Amanda was thirty-one.

 

That made her stomach forty-five years younger than Sean’s, so perhaps that had helped her. Then again, the doctors weren’t sure what had brought Sean to the hospital. They had checked his heart—which was healthy—and performed scans, and they had no real answers. They were pleased with his progress, but he was weak as a kitten right now. The kind of pain he’d endured had put tremendous pressure on his heart, and that had nearly taken his life. But as to what had caused that pain, they still had no good answer.

 

“It’s been good to come back to Ireland,” he said quietly, then smiled in realization of how strange that must sound. “Despite…this.” He gestured to include his hospital room and all the monitors still hooked up to him. “We saw a terrific production of Brendan Behan’s ‘The Hostage’ at the Abbey Theatre. A matinee, luckily.”

 

“You haven’t been back since you moved to the U.S.? Fifty years ago?” Caer asked.

 

He shook his head, and he looked at her, but it was as if he were looking back in time. “Caer,” he said, pronouncing her name correctly, “kyre.” “It’s so easy to get caught up in life, so you plan to do things, but…well, at least I made it back at last.
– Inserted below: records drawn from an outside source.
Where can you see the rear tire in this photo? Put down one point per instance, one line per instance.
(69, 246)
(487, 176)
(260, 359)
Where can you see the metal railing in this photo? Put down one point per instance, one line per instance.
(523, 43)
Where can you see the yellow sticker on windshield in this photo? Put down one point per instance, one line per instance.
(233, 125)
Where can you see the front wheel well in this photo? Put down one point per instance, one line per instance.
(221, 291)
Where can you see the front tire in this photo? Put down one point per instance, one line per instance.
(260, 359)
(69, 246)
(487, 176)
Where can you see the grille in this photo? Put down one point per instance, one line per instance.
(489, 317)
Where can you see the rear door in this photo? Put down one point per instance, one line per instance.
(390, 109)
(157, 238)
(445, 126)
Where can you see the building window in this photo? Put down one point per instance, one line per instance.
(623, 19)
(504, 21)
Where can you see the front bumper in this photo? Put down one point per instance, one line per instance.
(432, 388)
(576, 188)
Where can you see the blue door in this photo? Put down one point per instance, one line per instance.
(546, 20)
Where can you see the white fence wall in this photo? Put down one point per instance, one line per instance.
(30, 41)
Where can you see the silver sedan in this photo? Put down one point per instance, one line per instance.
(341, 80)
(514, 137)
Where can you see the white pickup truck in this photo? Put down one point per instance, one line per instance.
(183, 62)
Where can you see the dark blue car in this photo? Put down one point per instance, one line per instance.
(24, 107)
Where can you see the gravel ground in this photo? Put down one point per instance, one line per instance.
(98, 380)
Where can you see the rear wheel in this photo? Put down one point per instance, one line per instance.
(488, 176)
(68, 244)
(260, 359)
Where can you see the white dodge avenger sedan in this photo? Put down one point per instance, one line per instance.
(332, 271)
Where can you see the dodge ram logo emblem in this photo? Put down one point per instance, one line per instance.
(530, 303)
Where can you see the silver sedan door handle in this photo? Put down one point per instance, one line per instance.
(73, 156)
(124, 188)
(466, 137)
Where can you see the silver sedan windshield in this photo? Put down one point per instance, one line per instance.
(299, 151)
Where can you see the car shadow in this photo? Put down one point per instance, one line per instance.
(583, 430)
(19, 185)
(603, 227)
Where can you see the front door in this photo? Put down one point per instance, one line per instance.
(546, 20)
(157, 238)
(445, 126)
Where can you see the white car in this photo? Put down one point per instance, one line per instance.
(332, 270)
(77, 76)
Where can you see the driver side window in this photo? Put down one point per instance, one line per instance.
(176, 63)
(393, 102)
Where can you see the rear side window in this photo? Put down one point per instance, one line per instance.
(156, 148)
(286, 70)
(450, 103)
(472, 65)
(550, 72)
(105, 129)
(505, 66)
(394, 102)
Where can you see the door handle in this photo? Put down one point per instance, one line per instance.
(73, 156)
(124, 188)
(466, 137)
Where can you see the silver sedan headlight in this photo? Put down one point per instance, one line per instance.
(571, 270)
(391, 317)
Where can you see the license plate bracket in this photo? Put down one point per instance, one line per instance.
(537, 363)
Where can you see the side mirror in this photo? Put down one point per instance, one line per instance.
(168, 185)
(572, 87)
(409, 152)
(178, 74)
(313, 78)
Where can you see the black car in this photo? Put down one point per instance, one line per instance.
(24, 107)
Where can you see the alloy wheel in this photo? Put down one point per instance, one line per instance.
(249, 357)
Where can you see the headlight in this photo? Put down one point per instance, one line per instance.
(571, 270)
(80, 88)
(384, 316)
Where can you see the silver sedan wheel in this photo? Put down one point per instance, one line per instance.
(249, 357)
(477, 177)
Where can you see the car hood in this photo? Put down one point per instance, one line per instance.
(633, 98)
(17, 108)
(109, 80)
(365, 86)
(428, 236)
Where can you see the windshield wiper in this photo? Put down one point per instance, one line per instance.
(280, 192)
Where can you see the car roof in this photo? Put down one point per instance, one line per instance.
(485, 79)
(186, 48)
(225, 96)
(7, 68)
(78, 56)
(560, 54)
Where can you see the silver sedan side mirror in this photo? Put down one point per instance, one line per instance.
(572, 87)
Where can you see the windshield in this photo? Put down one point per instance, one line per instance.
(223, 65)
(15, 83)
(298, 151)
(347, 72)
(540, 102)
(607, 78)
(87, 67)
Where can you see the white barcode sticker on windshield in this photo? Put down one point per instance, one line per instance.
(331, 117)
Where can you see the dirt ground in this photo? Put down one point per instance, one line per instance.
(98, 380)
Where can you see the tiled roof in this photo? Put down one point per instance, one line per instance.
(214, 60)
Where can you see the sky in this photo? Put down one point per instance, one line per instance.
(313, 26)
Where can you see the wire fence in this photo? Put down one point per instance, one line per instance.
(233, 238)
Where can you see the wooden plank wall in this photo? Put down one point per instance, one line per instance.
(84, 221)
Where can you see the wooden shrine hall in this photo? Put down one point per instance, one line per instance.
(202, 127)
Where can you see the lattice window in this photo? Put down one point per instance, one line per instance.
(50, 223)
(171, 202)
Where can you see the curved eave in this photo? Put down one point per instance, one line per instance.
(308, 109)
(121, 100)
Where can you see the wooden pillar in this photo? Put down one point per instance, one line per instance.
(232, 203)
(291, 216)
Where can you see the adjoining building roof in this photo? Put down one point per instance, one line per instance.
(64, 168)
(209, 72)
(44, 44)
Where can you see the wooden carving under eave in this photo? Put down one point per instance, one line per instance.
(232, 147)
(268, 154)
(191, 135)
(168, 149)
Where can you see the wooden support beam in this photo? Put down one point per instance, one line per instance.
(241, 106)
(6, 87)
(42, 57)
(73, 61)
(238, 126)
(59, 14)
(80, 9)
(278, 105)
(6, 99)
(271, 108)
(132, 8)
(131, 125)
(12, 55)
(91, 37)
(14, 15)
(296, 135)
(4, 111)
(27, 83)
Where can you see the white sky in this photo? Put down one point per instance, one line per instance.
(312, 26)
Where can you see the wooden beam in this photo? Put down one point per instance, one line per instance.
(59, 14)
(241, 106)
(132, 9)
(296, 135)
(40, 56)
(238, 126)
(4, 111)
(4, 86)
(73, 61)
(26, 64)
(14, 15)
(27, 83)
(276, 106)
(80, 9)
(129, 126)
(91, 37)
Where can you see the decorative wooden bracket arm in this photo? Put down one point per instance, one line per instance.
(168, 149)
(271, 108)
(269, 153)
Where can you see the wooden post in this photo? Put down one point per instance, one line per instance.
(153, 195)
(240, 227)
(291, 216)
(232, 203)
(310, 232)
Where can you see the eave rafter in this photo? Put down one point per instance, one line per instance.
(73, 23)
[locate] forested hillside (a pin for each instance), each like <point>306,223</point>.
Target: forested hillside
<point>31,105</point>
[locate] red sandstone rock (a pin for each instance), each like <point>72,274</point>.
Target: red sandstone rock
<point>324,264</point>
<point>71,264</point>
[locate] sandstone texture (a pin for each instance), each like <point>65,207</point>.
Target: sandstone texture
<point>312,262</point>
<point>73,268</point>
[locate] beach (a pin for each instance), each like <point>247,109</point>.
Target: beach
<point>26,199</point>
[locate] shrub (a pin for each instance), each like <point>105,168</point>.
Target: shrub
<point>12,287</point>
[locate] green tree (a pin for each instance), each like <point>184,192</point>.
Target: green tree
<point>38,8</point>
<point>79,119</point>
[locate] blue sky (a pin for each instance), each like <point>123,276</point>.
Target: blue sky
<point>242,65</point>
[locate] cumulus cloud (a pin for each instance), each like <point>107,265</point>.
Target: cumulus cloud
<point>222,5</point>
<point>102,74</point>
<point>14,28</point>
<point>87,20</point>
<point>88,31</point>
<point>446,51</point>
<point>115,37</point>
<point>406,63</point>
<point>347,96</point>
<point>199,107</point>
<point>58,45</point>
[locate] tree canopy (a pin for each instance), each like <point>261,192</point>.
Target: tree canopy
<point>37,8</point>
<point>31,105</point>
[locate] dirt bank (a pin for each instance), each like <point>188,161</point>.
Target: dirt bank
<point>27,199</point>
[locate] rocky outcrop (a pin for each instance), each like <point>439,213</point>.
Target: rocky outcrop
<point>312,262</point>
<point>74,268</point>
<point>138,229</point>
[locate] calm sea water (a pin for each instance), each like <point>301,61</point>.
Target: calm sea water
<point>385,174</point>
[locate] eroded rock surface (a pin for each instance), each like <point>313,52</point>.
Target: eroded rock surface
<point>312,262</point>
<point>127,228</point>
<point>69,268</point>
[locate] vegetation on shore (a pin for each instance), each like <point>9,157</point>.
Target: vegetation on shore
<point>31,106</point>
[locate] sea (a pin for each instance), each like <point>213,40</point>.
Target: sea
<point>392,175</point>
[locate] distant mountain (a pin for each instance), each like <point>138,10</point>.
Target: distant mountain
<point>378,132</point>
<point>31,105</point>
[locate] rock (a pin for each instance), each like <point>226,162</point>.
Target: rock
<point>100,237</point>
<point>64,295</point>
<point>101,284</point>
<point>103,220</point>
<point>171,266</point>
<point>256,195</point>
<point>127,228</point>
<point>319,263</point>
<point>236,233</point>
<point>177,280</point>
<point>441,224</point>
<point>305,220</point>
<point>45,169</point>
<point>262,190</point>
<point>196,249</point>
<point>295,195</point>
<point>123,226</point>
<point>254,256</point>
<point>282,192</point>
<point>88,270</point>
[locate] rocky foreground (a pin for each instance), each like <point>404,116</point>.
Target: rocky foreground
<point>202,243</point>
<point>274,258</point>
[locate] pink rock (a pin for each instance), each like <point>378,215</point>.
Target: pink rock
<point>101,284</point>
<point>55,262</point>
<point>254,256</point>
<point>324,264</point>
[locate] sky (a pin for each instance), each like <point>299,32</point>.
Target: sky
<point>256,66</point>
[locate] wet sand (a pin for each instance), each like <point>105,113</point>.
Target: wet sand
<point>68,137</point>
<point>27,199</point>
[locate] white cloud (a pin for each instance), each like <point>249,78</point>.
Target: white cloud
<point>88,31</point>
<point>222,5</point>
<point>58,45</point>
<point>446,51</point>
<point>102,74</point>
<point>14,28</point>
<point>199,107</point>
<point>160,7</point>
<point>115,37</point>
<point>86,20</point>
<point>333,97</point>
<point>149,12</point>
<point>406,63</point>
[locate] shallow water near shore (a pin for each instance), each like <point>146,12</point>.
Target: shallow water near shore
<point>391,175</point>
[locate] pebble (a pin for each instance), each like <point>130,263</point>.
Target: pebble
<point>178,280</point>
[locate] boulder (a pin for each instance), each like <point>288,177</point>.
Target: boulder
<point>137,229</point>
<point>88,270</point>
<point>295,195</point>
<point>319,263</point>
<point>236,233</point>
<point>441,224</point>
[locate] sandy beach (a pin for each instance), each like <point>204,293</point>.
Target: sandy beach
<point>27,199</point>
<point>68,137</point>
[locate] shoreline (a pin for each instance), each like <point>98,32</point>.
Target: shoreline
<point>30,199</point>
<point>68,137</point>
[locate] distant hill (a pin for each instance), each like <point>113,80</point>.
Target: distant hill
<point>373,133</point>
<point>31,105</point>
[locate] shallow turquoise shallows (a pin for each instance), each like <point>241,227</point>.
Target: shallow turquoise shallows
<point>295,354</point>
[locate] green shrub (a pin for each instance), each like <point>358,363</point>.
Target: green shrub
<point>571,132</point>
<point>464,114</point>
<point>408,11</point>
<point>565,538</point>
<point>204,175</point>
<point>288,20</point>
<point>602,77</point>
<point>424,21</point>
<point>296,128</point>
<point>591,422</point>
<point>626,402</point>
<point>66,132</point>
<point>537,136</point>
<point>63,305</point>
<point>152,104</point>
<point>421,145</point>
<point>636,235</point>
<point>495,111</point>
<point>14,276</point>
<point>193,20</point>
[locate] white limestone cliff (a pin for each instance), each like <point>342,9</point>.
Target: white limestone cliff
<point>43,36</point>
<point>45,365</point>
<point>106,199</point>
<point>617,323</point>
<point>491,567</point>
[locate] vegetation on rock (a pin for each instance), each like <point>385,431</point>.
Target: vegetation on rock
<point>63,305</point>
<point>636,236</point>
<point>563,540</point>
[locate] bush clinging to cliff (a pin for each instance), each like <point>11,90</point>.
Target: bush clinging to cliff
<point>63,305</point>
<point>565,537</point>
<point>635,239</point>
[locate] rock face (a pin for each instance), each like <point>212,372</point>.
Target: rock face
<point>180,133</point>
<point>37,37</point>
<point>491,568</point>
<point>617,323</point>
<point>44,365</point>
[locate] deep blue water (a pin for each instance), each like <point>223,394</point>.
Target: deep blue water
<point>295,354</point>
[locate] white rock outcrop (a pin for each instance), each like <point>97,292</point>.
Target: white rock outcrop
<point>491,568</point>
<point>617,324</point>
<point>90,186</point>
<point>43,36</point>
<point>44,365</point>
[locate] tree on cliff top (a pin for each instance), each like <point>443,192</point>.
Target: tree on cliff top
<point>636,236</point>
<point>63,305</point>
But,” he said, and wagged a finger at her, “you’ve never been to the United States, have you, young lady?”

 

“No,” she admitted, smiling. “No, I haven’t. I tend to be busy right here.”

 

“Nurses are always in demand,” he said.

 

She felt a bit guilty as she replied, “Yes, nurses are always in demand.”

 

“Used to be, we had tons of Irish nurses and Irish priests in the U.S., but they say that the economy here has gotten so good that they don’t need to come over to find work anymore.”

 

“I never thought about it. I’ve always had plenty of work here,” she said.

 

“Well, someday you must come to the States. And not just New York or California, either. Take Rhode Island, you take Rhode Island, now. We have a wealth of beauty and culture and history. I went over because my grandfather died and my father wanted to stay here. I understood how he felt—even shared his feelings, to be honest—but my grandfather had built a magnificent house and begun a business that someone needed to take over and make it into a solid, profitable enterprise. So I did. And when I saw where the house sat, atop a cliff, high above the water, with the wind whipping up sweet and wild, well, I knew it was the home I wanted. Here…the world is progressing, and it’s right for Dublin, but in Newport I found the past, somehow. When I’m not on the water, I’m following the trail of one Revolutionary fellow or another. Ever hear of Nigel Bridgewater?”